Besonders dann, wenn Momo dabei war und ihm zuhörte, blühte seine Phantasie auf wie eine Frühlingswiese. Kinder und Erwachsene drängten sich um ihn. Er konnte jetzt Geschichten erzählen, die sich in vielen Fortsetzungen durch Tage und Wochen zogen, und er war unerschöpflich an Einfällen. Übrigens hörte er sich selbst ebenso gespannt zu, denn er hatte keine Ahnung, wohin ihn seine Phantasie führen würde.
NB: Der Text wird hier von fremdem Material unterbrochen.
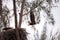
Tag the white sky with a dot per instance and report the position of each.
(55, 28)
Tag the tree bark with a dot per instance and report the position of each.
(16, 27)
(20, 15)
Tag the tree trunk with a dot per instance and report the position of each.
(16, 28)
(20, 15)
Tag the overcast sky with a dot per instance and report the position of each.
(55, 12)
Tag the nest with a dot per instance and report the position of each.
(11, 34)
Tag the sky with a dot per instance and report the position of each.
(54, 29)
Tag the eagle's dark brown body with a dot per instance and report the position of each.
(32, 18)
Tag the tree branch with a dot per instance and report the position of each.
(20, 14)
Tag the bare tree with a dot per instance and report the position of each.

Als wieder einmal Reisende kamen, die das Amphitheater besichtigen wollten (Momo saß ein wenig abseits auf den steinernen Stufen), da begann er folgendermaßen: „Hochverehrte Damen und Herren! Wie Ihnen ja allen bekannt sein dürfte, führte die Kaiserin Strapazia Augustina unzählige Kriege, um ihr Reich gegen die ständigen Angriffe der Zittern und Zagen zu verteidigen. Als sie diese Völker wieder einmal unterworfen hatte, war sie so erzürnt über die unaufhörliche Belästigung, daß sie drohte, die Angreifer mit Mann und Maus auszurotten, es sei denn, deren König Xaxotraxolus überlasse ihr zur Strafe seinen Goldfisch.
Zu jener Zeit nämlich, meine Damen und Herren, waren Goldfische hierzulande noch unbekannt. Die Kaiserin Strapazia hatte jedoch von einem Reisenden erfahren, jener König Xaxotraxolus besitze einen kleinen Fisch, der sich, sobald er ausgewachsen sei, in pures Gold verwandeln würde. Und diese Rarität wollte die Kaiserin nun also unbedingt haben.
Der König Xaxotraxolus lachte sich ins Fäustchen. Seinen Goldfisch, den er tatsächlich besaß, versteckte er unter seinem Bett. Der Kaiserin aber ließ er statt dessen einen jungen Walfisch in einer juwelengeschmückten Suppenterrine überbringen.
Die Kaiserin war zwar etwas überrascht von der Größe des Tiers, denn sie hatte sich den Goldfisch kleiner vorgestellt. Aber, so sagte sie sich, je größer, desto besser, denn um so mehr Gold würde der Fisch ja schließlich liefern. Allerdings schimmerte dieser Goldfisch kein bißchen golden, und das beunruhigte sie. Aber der Abgesandte des Königs Xaxotraxolus erklärte ihr, erst wenn der Fisch ausgewachsen sei, würde er sich in Gold verwandeln, vorher nicht. Es sei deshalb unbedingt nötig, daß seine Entwicklung nicht gestört werde. Damit gab sich die Kaiserin Strapazia zufrieden.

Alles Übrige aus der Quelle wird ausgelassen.